第1章  夫婦の問題

5)世界一のセックスレス夫婦

▼夫婦愛はスキンシップと会話から

夫婦の間でここまで広く深くセックスが軽んじられ、セックスレスが蔓延している事実は、とても残念です。

ただ、セックスには極めつきの優れた作用があることはお伝えしなければなりません。性的興奮の絶頂であるオーガズムや射精の瞬間、愛情ホルモンやコミュニケーションホルモンとも呼ばれるオキシトシンがきわめて強く分泌されるからです。
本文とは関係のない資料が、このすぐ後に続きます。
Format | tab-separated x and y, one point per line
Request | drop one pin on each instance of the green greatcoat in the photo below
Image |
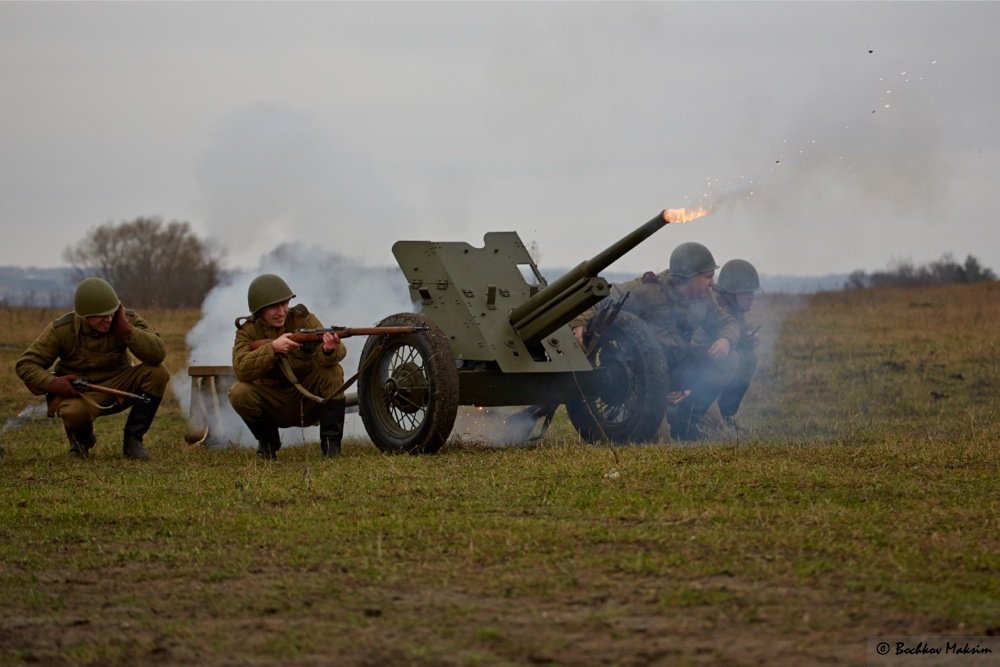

オキシトシンは、イライラ、不安、落ち込みや怒り、または不眠、食欲低下や冷えなどのあらゆる心と身体のストレスを抑え、気持ちを前向きにして、夫婦愛に不可欠の満足と信頼を与えてくれるホルモンです。何より愛情ホルモンでありコミュニケーションホルモンですから、キスやハグ、手をつなぐだけのスキンシップや、さらに楽しい会話でも分泌が高まります。生身の人間と対面して初めて威力を発揮するホルモンだといえます。

特に皮膚感覚に優れた唇や舌、そして指を使ったスキンシップが、オーガズムや射精に匹敵するくらいに強くオキシトシン分泌を高めてくれることです。セックスに愛撫が重要なことは、「前戯」として一般に男性も認識しています。しかし、実際には多くの女性が性器の合体行為と同等かそれ以上に、ただ愛撫されているときに幸福に満ちた気持ちになっています。

中でも女性の乳首には、この満足と信頼にあふれるホルモンの分泌を促す神経が集中しています。感じ方に個人差はありますが、乳首への愛撫や赤ちゃんの授乳行為により強い幸福感を感じる女性が多いのはこのためです。

性的な愛撫は、決してセックスの前座のようなワンランク下の行為ではありません。どんな場面であっても、優しく触れられることで人は自分が必要とされていると感じることができます。だからこそ相互に触れ合うことで、夫婦間の満足と信頼が高まり、絆が深まるのです。